Le principal facteur explicatif est selon moi la tactique dissimulatrice des jeunes islamistes radicaux contemporains. Dans les années 1980-90, ils fonctionnaient à l’ancienne, en réseaux et en bandes, avec le risque d’être infiltrés ou trahis. Plus récemment, il y eut la radicalisation via des prêches salafistes dans les mosquées ou salles de réunion confidentielles, une pratique qui du reste se poursuit, d’où mon approbation de la décision prise par Bernard Cazeneuve de fermer des mosquées salafistes. Cette deuxième « génération » d’islamistes était plus difficile à percer à jour, mais leurs pratiques culinaires ou vestimentaires et leurs discours nouveaux les désignaient, aux yeux de l’entourage et de la police, comme des radicaux.

Aujourd’hui, nos services de renseignement et les magistrats font face à un défi plus grand : de jeunes islamistes prennent non seulement garde d’éviter tout changement dans leur attitude afin de ne pas éveiller les soupçons – c’est la tactique de la takiya (dissimulation), légale dans l’islam en cas de guerre – mais encore ne fréquentent-ils pas (ou plus) la mosquée ni ne révèlent leurs plans, sauf à un noyau extrêmement réduit de complices et peu avant de frapper.

Tout cela ne relève cependant que d’une dimension tactique et presque technique. A la fin des fins demeure l’essentiel car le plus dangereux : l’idéologie morbide, mortifère et totalitaire qui correspond à l’islamisme radical.

 

Pourquoi la France constitue-t-elle une cible privilégiée pour l’Etat Islamique ?

 

Parce que qu’elle incarne quelque chose, et non parce qu’elle commet quelque chose, pour ce qu’elle est et non pour ce qu’elle fait ! Voilà des décennies que par dogmatisme, ignorance ou complaisance, des observateurs tentent d’expliquer (et de minimiser ?) le fléau islamiste radical par la politique proche-orientale de la France, par la loi du 15 mars 2004 sur la laïcité à l’école ou encore par le très commode conflit israélo-palestinien ! Or les attentats islamistes ont débuté dans les années 1980 et se sont poursuivis tout au long des années 1990 ; aucun Rafale ne frappait alors de cibles djihadistes en Syrie, et nulle loi n’interdisait les signes religieux ostentatoires à l’école. Les mêmes « Je-ne-suis-pas-Charlie » avaient expliqué la tuerie de janvier 2015 par la colère sensément suscitée par les caricatures de Mahomet. Mais avec le massacre antisémite de l’Hyper Casher (dont je constate qu’il a été « oublié » par les signataires musulmans du texte du JDD du 31 juillet 2016), puis les carnages du Bataclan, de Nice et de St-Etienne du Rouvray – sans oublier ceux heureusement avortés du Thalys et de Villejuif – la victimisation des bourreaux ne tient plus.
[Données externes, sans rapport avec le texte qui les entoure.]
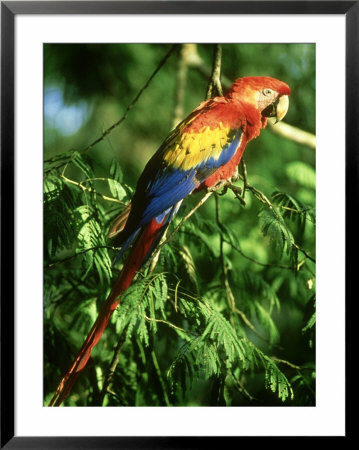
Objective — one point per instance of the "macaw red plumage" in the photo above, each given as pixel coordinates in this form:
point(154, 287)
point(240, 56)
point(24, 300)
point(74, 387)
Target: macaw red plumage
point(204, 149)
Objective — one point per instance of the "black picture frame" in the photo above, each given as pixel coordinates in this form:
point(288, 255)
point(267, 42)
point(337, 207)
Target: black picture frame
point(9, 10)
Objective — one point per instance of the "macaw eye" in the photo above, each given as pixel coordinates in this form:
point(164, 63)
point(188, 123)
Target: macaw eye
point(267, 91)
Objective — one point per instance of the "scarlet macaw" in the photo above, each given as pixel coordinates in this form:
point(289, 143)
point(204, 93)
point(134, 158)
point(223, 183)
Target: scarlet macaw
point(203, 150)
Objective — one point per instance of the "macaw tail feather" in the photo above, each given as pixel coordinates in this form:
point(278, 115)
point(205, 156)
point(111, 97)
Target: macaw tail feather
point(145, 243)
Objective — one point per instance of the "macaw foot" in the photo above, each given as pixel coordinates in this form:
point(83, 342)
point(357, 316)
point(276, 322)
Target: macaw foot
point(228, 184)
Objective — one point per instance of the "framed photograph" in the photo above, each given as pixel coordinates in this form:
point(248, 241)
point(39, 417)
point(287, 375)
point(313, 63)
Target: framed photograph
point(174, 192)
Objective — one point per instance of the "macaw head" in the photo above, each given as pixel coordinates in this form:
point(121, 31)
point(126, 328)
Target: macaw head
point(268, 95)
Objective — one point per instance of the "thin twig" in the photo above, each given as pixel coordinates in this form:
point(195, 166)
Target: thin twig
point(214, 85)
point(129, 107)
point(186, 217)
point(68, 258)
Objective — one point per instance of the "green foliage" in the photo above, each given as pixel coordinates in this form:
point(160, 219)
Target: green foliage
point(227, 317)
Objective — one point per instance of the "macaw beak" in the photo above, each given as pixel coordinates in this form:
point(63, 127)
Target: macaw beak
point(282, 107)
point(278, 109)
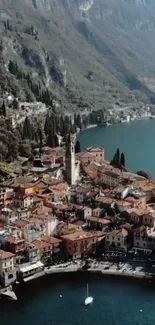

La réalité est la suivante : l’islamisme radical puise sa source au IXe siècle avec l’école exégétique du fanatique Ibn Hanbal, puis aux textes violents de prédicateurs tels que Ibn Taymiya (XIVe s.), Ibn Abdelwahhab (XVIIe s., père du wahhabisme saoudien actuel) ou encore du fondateur des Frères musulmans Hassan al Banna (1928). Ces prêcheurs de haine sont tous, à des degrés divers selon les chapelles intégristes, suivis, étudiés voire adulés par les radicaux contemporains.

Or la France, avec sa vieille civilisation chrétienne, sa démocratie, sa laïcité, son égalité des femmes et des minorités devant la Loi, son acceptation des Juifs, des Francs-Maçons, des homosexuels, mais aussi du fait de son engouement pour les arts et la culture, est haïe par les islamistes radicaux. Lisez-les ; si l’Etat islamique (Daesh) voue à l’enfer la France pour tout ce qu’elle représente, les islamistes « soft » la détestent aussi et tentent de la modifier de l’intérieur, par la prédication et les pressions sociétales…

 

L’action militaire de la France en Syrie, en Irak ou au Mali est considérée par certains observateurs comme peu utile, ou mal menée. Qu’en pensez-vous ?

 

Je m’oppose à ces deux critiques. D’abord, tout comme le RAID et les autres groupes d’élite sur notre sol, nos soldats et leurs matériels provoquent là-bas des pertes considérables aux terroristes de Daesh et à leurs comparses qui tentent d’asservir le Mali et ses voisins du Sahel, pays musulmans dont je rappelle qu’ils ont appelé la France à l’aide en pleine souveraineté et dans le droit international. Ensuite, le romantisme révolutionnaire de l’Etat islamique lui impose de montrer des victoires, afin de prouver aux esprits crédules ou déjà djihadisés qu’Allah y souscrit et le soutient. D’où l’importance de détruire cette exemplarité valorisante en termes de propagande, outre l’avantage humain bien sûr fondamental de sauver des populations meurtries par ces barbares.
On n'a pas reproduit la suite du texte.